The ground beneath...
On June 19, the BJP pulled the rug from under the Mehbooba Mufti-led government in J&K. A day later, governor's rule was established in the state with the about-to-retire N.N. Vohra at the helm. The Valley is not new to any of this. Many a time in the past, ragtag alliances have been tripped up thus. Mehbooba's own anointment, too, came at the back of 87 days of governor's rule following the death of her father and J&K CM, Mufti Mohammad Sayeed, in 2016. Then, too, it was Vohra who filled the blank.
Belling Guv
The first instance dates back to 1977. It was the first general elections since Emergency.

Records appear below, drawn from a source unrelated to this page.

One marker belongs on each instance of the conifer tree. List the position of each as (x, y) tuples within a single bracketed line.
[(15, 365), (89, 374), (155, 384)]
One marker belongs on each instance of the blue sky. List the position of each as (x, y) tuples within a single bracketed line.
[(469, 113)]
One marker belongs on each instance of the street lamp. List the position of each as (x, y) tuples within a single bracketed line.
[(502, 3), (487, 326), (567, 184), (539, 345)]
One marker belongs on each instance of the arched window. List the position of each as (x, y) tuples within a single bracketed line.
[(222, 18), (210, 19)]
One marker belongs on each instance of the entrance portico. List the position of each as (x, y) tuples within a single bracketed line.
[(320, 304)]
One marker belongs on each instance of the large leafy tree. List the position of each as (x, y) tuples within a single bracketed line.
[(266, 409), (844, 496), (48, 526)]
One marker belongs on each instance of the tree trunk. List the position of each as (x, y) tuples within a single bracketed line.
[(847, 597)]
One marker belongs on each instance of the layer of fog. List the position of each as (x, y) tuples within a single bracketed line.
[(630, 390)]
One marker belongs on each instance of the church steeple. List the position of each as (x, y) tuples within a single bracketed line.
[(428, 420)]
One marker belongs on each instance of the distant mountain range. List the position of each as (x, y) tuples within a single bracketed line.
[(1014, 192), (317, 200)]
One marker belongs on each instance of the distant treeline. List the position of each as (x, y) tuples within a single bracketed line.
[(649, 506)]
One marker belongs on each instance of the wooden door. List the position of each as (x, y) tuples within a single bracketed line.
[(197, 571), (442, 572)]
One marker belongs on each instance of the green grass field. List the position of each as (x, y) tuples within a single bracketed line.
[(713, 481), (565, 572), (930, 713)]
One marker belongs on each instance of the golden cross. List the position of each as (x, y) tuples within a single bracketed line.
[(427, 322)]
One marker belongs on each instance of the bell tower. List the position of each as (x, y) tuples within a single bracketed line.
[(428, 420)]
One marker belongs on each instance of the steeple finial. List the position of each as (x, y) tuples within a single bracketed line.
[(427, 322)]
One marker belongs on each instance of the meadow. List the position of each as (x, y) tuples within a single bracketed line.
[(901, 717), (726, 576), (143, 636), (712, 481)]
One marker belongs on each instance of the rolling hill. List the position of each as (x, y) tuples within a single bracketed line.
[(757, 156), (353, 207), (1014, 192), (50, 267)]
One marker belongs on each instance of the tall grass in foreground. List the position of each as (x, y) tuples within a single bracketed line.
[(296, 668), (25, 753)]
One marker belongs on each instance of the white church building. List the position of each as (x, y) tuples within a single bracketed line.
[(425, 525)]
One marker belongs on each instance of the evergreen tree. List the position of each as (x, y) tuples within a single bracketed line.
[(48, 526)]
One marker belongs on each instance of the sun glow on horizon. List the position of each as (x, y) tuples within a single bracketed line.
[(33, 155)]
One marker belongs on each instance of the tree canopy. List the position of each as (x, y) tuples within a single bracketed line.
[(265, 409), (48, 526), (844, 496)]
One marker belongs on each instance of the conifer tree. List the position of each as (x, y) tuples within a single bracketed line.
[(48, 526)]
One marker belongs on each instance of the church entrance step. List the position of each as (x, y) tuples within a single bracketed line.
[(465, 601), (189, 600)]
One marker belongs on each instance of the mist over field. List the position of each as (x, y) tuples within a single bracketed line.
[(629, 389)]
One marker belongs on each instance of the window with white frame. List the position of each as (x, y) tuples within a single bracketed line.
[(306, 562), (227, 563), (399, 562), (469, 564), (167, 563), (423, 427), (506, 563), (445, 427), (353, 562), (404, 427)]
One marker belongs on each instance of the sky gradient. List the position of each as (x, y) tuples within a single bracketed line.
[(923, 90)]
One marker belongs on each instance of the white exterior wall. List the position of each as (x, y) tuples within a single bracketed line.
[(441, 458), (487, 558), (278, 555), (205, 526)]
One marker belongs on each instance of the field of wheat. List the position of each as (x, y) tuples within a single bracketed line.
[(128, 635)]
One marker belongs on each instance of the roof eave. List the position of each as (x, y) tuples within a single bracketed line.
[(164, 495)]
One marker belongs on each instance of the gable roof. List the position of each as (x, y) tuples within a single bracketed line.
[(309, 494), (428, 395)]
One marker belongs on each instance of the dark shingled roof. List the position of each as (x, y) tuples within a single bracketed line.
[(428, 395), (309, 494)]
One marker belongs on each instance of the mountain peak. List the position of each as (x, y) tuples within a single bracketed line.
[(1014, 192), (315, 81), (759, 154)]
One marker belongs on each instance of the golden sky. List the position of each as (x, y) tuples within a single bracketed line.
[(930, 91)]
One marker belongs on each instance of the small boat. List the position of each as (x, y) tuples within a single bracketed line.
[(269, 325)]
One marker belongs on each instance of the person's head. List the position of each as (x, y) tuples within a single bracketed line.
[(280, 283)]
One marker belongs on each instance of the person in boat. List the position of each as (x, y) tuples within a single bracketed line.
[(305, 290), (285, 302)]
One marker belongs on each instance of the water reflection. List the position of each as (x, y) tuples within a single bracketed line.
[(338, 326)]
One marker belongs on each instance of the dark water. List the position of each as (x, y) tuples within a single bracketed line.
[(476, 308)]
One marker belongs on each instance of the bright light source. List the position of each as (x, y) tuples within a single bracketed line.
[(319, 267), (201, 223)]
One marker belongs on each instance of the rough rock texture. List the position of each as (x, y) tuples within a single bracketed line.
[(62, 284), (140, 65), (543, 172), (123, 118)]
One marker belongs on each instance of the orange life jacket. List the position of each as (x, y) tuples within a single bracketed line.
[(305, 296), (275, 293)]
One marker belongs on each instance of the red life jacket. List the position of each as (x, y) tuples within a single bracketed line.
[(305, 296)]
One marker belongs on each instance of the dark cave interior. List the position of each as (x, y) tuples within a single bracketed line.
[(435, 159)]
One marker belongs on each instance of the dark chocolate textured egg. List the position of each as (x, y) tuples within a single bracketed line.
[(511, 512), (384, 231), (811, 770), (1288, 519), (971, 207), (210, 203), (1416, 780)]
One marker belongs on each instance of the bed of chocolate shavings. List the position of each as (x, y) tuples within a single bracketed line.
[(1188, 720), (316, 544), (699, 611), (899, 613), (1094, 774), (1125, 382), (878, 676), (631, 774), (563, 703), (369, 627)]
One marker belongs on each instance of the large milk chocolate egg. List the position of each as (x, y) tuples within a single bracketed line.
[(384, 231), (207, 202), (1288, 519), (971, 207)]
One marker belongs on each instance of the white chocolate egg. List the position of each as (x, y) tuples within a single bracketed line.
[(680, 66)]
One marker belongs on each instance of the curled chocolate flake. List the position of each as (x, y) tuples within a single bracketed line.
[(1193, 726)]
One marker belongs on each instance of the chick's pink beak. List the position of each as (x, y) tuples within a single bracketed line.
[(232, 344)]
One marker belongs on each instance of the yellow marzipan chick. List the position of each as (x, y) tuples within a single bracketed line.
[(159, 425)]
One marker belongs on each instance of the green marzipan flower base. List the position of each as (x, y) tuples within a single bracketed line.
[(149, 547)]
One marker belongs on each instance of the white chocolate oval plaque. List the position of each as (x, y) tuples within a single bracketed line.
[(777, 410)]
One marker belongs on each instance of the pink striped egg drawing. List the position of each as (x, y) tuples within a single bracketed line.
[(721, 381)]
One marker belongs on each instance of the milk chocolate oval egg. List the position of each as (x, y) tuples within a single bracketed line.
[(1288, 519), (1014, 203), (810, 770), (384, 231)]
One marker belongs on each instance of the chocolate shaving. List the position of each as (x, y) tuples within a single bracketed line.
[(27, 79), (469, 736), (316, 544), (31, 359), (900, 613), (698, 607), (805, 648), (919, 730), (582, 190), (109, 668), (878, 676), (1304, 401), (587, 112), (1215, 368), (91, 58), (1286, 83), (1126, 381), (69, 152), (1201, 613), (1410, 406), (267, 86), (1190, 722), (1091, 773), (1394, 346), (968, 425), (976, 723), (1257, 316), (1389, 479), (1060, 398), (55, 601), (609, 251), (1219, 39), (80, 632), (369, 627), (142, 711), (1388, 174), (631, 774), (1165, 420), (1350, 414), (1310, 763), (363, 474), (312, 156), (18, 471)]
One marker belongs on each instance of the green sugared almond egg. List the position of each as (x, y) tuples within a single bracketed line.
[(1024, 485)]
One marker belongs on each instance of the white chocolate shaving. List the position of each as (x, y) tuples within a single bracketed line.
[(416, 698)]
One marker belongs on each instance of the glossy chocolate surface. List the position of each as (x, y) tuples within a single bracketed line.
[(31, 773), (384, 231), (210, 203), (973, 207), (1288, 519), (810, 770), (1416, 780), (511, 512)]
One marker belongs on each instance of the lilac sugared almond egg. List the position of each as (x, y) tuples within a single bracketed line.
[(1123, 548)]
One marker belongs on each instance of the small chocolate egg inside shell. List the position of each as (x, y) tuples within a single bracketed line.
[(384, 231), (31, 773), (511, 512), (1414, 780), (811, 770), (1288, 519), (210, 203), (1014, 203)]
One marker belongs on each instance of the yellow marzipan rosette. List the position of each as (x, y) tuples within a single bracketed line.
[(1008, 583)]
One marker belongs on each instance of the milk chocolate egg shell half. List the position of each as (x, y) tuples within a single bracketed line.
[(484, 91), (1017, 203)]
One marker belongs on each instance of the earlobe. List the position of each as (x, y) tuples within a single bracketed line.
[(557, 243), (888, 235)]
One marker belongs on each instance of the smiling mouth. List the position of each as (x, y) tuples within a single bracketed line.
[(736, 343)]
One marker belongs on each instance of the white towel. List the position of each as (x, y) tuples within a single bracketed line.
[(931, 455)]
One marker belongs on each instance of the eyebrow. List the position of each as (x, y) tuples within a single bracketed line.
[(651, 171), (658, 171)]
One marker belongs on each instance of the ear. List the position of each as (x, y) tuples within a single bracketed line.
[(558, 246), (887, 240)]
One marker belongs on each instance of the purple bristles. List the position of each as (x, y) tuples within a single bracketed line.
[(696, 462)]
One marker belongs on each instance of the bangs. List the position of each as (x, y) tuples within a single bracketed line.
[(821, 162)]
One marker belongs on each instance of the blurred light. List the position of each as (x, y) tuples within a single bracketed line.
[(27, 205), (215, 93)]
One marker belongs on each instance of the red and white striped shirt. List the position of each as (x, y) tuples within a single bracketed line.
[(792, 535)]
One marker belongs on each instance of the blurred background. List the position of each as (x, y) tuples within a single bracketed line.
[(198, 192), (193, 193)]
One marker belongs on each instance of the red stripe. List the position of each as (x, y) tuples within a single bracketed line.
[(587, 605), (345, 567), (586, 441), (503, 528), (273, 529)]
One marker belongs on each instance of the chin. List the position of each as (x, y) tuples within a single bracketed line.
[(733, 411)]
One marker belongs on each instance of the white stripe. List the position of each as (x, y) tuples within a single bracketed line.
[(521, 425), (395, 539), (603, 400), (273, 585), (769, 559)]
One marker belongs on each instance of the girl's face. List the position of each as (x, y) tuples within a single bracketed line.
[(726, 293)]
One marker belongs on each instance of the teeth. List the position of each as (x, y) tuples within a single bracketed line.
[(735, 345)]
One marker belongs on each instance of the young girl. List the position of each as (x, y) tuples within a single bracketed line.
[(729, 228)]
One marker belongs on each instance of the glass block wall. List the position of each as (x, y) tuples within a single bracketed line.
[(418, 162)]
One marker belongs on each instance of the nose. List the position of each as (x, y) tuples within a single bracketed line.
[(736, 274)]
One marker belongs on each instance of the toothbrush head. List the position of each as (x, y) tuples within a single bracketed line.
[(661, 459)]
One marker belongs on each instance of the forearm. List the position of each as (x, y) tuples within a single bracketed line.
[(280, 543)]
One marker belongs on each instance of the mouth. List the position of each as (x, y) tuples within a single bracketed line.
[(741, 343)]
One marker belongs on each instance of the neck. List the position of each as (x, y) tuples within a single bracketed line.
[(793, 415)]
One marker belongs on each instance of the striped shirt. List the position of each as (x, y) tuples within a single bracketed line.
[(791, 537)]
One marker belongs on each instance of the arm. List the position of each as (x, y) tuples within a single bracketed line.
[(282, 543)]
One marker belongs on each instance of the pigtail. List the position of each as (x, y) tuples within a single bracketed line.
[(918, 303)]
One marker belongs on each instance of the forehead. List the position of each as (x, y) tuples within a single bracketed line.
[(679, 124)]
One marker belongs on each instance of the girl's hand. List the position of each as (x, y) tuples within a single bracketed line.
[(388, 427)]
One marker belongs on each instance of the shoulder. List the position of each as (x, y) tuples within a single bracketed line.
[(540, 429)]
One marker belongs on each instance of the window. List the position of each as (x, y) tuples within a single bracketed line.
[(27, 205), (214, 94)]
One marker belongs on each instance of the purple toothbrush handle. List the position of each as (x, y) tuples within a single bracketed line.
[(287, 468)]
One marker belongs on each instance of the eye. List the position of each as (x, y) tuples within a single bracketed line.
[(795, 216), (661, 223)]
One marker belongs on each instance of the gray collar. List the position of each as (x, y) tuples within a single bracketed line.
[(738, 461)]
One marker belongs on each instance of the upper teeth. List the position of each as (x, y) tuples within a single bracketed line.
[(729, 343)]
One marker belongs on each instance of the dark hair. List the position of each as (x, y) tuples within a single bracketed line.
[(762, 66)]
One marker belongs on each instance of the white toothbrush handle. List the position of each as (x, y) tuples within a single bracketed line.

The Congress had lost, of course. In My Frozen Turbulence in Kashmir, one-time J&K governor Jagmohan writes how, anticipating that Sheikh Abdullah might break ties with it, the Congress withdrew support to the state government. A canny Abdullah, however, sought dissolution of the Assembly from governor L.K. Jha, an economist from Cambridge hailing from Darbhanga.
Paradise lost
Other instances are 1986, when the state Congress pulled the plug on the Ghulam Shah government; 2002, after Farooq Abdullah refused to continue as caretaker CM; 2008, after the fall of the Ghulam Nabi Azad-led coalition; and 2015, post a hung Assembly. Between 1981 and 1990, B.K. Nehru, Jagmohan and K.V. Krishna Rao were governors. Jagmohan was first replaced by KV, a retired chief of army staff. Then he replaced KV in 1990. What followed was the longest spell of governor's rule, followed by President's rule - nearly seven years. When asked why he had dissolved the Assembly, Jagmohan said, "...to make a new beginning." During this time, armed forces came to be thus woven into the Valley-scape, arrests without trial and surprise searches became life itself. Thus far, the state has clocked 3,000-plus days - nearly nine years - of direct and indirect rule by Delhi and still counting. Paradise?